It is easy to write estimateSize() : if the source splitter is able to estimate its size, you just need to check the flags and tweak it one way or the other:

 public long estimateSize() { long size = source.estimateSize(); if (size == Long.MAX_VALUE) //       —     return size; if (hasLast) //          size++; if (!hasPrev && size > 0) //        size--; return size; } 

In this form, this splitter and got into my library StreamEx. The only difference is that it took to make versions for primitive types, and pairMap is not a static method.

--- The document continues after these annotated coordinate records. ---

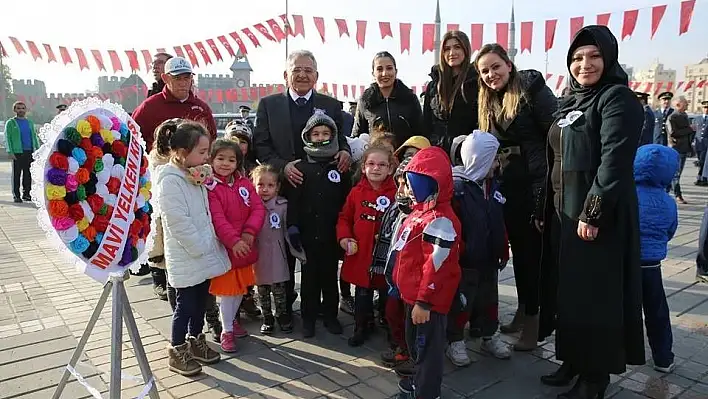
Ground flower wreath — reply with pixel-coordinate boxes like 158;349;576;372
32;98;153;282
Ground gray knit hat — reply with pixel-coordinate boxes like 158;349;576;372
302;108;339;160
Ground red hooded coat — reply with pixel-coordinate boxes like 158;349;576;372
393;147;461;314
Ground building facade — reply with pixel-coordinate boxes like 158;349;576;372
684;57;708;114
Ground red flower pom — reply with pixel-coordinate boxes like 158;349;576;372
79;138;93;152
49;152;69;170
76;168;91;184
69;204;84;222
91;215;108;233
86;194;103;213
113;140;128;158
106;177;120;195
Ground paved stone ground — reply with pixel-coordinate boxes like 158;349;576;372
0;161;708;399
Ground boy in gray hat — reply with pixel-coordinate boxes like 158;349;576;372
287;109;351;338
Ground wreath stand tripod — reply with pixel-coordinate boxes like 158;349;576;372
52;274;160;399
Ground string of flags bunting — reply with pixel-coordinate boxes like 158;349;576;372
0;0;696;73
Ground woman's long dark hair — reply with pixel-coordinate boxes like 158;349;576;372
438;30;472;115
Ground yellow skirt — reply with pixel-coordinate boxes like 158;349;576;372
209;265;256;296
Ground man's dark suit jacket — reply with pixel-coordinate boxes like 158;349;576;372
253;90;351;170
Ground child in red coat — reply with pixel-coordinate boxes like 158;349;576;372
337;147;396;346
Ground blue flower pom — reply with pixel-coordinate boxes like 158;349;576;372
69;234;89;255
71;147;86;166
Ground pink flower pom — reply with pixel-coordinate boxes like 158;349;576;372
111;116;120;130
52;217;76;231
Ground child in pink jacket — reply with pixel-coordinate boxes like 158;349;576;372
207;139;266;352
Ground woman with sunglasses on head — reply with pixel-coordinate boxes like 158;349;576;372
475;44;558;351
352;51;422;147
423;30;478;154
541;25;644;399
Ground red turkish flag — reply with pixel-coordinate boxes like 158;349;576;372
650;5;666;39
470;24;484;52
356;20;366;48
216;32;236;59
253;24;277;42
334;18;351;37
402;22;412;53
521;22;533;54
74;48;90;71
91;50;106;71
497;22;509;50
679;0;696;36
140;50;152;72
423;24;435;54
241;28;261;47
8;36;27;55
570;17;585;42
194;42;211;65
207;38;223;61
622;10;639;40
382;22;393;38
59;46;74;65
42;43;57;62
27;40;42;61
108;49;122;73
597;12;612;26
266;18;285;43
544;19;558;52
312;17;325;43
125;50;141;72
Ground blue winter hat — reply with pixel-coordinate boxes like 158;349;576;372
406;172;438;203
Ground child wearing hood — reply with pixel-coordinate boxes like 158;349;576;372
393;147;461;399
446;130;511;367
287;109;351;338
634;144;679;373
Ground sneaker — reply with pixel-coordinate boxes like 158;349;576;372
187;334;221;364
480;334;511;359
221;331;236;353
167;342;202;377
654;362;676;374
339;296;354;316
234;319;248;338
445;341;472;367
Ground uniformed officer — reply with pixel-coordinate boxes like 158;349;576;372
654;91;674;145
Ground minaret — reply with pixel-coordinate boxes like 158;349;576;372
509;0;516;62
433;0;442;65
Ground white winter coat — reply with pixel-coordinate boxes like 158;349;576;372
156;163;231;288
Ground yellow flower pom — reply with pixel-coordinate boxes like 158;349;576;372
45;183;66;201
101;129;115;143
76;217;89;231
76;121;91;138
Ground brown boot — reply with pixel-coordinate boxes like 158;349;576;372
167;342;202;377
499;304;526;334
514;314;538;352
187;334;221;364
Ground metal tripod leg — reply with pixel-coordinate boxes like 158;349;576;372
52;281;113;399
121;284;160;399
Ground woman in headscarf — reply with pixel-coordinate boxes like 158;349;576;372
423;30;478;154
541;26;644;399
352;51;422;146
475;44;558;351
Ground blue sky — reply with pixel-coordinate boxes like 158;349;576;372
0;0;708;96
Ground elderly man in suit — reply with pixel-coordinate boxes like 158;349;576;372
253;50;351;314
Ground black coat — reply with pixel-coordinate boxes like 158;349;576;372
352;79;423;145
552;85;644;374
423;65;479;155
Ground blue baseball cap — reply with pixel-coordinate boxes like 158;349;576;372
165;57;193;76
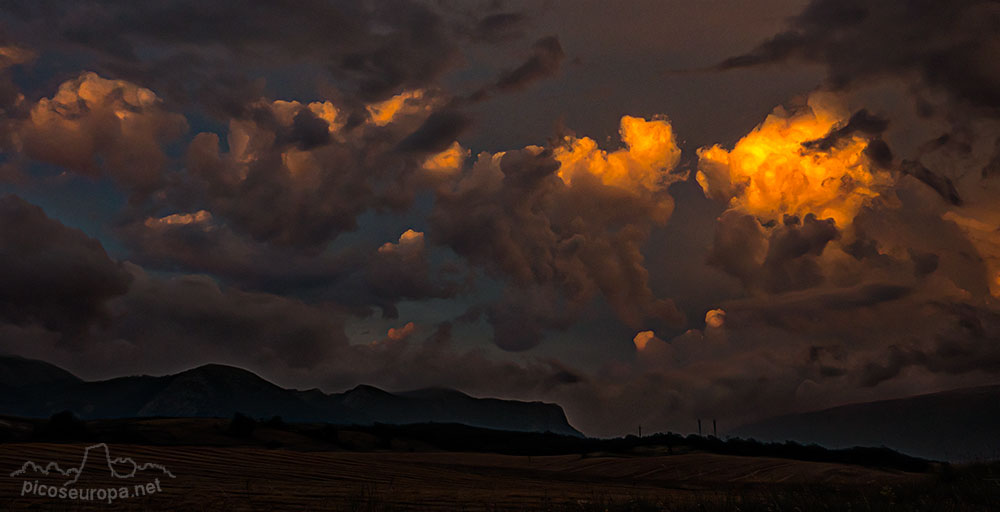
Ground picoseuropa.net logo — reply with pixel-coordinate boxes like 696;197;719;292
10;443;175;504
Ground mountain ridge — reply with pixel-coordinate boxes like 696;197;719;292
728;385;1000;462
0;355;582;436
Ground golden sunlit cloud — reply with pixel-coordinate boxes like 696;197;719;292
632;331;658;352
705;309;726;328
367;90;428;126
145;210;212;228
378;229;424;254
386;322;417;341
697;94;892;227
554;116;681;192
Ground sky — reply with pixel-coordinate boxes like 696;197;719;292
0;0;1000;436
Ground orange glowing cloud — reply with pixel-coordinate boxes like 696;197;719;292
554;116;681;191
705;309;726;328
632;331;659;352
697;94;892;227
145;210;212;228
386;322;417;341
367;90;429;126
378;229;424;254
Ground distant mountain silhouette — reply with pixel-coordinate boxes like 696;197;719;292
0;356;581;436
728;386;1000;462
10;443;175;486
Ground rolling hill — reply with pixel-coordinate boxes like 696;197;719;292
0;356;581;436
728;386;1000;462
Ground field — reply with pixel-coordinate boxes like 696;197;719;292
0;443;984;511
0;417;1000;512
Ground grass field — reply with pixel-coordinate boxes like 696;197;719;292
0;443;1000;511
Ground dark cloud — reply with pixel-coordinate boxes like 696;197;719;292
473;12;527;42
720;0;1000;112
396;110;472;153
708;210;840;293
802;109;891;153
5;0;480;109
0;195;131;342
496;36;566;91
899;160;962;206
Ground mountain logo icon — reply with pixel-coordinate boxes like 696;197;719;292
10;443;176;503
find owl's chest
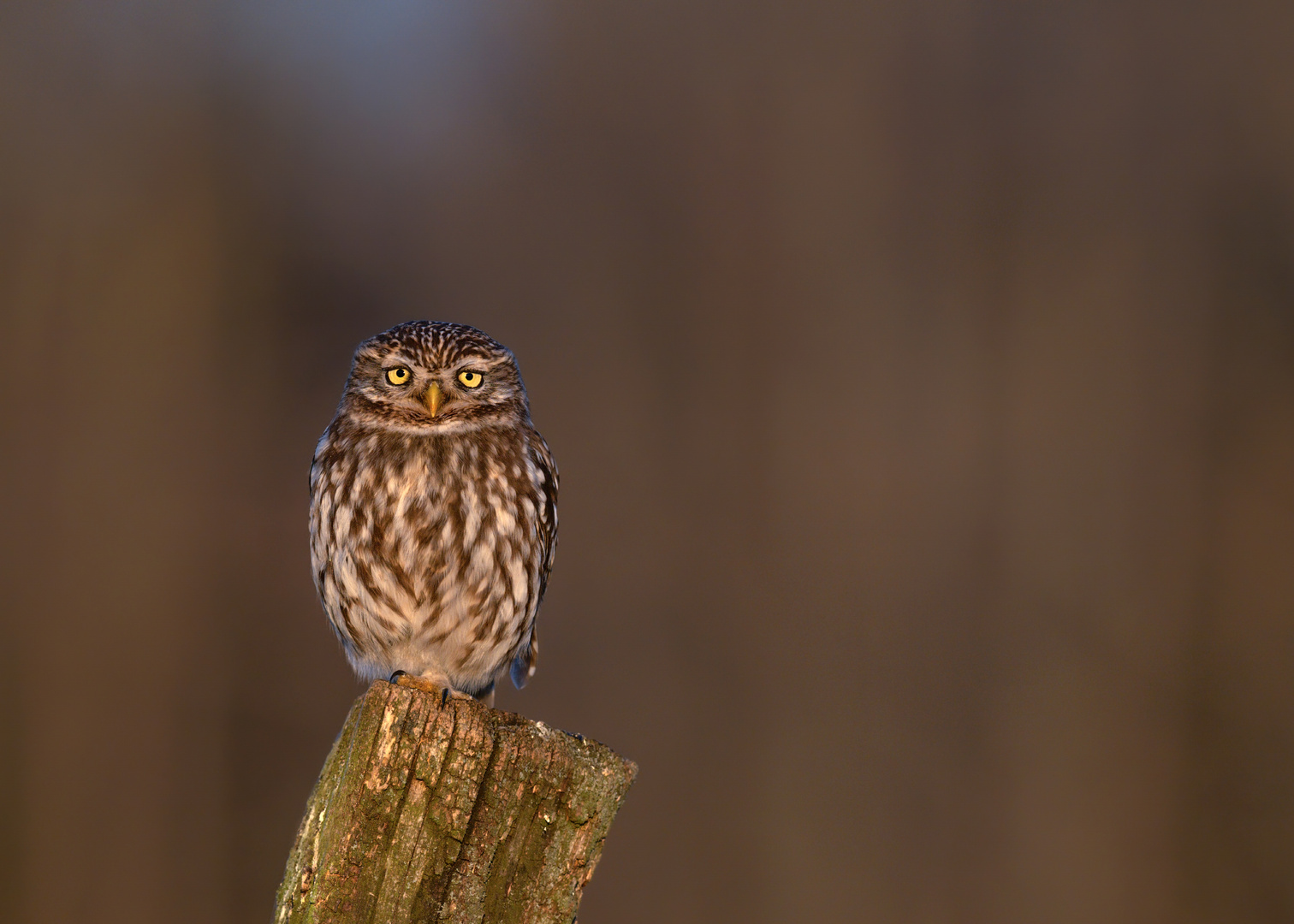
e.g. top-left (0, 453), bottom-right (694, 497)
top-left (321, 427), bottom-right (538, 564)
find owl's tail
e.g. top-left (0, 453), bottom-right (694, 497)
top-left (510, 626), bottom-right (540, 690)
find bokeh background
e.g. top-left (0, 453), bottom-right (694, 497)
top-left (0, 0), bottom-right (1294, 924)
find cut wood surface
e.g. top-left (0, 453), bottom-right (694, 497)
top-left (275, 681), bottom-right (638, 924)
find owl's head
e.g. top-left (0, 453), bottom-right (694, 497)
top-left (339, 321), bottom-right (531, 434)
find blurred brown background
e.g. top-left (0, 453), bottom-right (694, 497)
top-left (0, 0), bottom-right (1294, 924)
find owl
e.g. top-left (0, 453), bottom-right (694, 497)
top-left (311, 321), bottom-right (558, 700)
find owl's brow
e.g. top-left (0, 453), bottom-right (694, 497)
top-left (454, 356), bottom-right (508, 369)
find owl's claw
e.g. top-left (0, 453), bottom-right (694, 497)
top-left (389, 671), bottom-right (473, 705)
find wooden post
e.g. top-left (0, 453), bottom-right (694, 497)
top-left (275, 681), bottom-right (638, 924)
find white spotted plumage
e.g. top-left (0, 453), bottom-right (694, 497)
top-left (311, 323), bottom-right (558, 695)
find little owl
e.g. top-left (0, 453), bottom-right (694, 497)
top-left (311, 321), bottom-right (558, 699)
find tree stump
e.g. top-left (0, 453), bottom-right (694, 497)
top-left (275, 681), bottom-right (638, 924)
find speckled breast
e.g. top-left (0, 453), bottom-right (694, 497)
top-left (311, 429), bottom-right (543, 692)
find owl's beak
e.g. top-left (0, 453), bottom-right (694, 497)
top-left (423, 382), bottom-right (445, 417)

All this, probably, strongly brakes?


With speed it's not so bad. Take for example the following problem with StackOverflow: from the given set of Integer numbers, leave only those that are smaller than the number following them, and save the result to a new list. The task itself is very simple, so a significant portion of the time will go to the overhead. You can offer two naive implementations: through an iterator (will work with any collection) and through access by item number (will work only with a list with quick random access). Here is an option with an iterator (naiveIterator):

 List<Integer> result = new ArrayList<>(); Integer last = null; for (Integer cur : input) { if (last != null && last < cur) result.add(last); last = cur; } 

But with random access (naiveGet):

 List<Integer> result = new ArrayList<>(); for (int i = 0; i < input.size() - 1; i++) { Integer cur = input.get(i), next = input.get(i + 1); if (cur < next) result.add(cur); } 

The solution using the StreamEx library is very compact and works with any data source (streamEx):

 List<Integer> result = StreamEx.of(input).pairMap((a, b) -> a < b ? a : null).nonNull().toList(); 

Commentators suggested three more working solutions. The largest number of votes gained more or less traditional, which at the entrance requires a list with random access (let's call this solution stream):

 List<Integer> result = IntStream.range(0, input.size() - 1).filter(i -> input.get(i) < input.get(i + 1)).mapToObj(input::get) .collect(Collectors.toList()); 

The following is reduce with a side effect that does not parallel (reduce):

 List<Integer> result = new ArrayList<>(); input.stream().reduce((a, b) -> { if (a < b) result.add(a); return b; }); 

And the last thing is its own collector, which also does not parallel (collector):

 public static Collector<Integer, ?, List<Integer>> collectPrecedingValues() { int[] holder = { Integer.MAX_VALUE }; return Collector.of(ArrayList::new, (l, elem) -> { if (holder[0] < elem) l.add(holder[0]); holder[0] = elem; }, (l1, l2) -> { throw new UnsupportedOperationException("Don't run in parallel"); }); } List<Integer> result = input.stream().collect(collectPrecedingValues()); 

Parallel versions of stream and streamEx are also compared. We will conduct the experiment on arrays of random integers of length n = 10 000, 100 000 and 1 000 000 elements (about half of the result will be in the result) The complete JMH benchmark code is here . It is checked that all algorithms produce the same result array.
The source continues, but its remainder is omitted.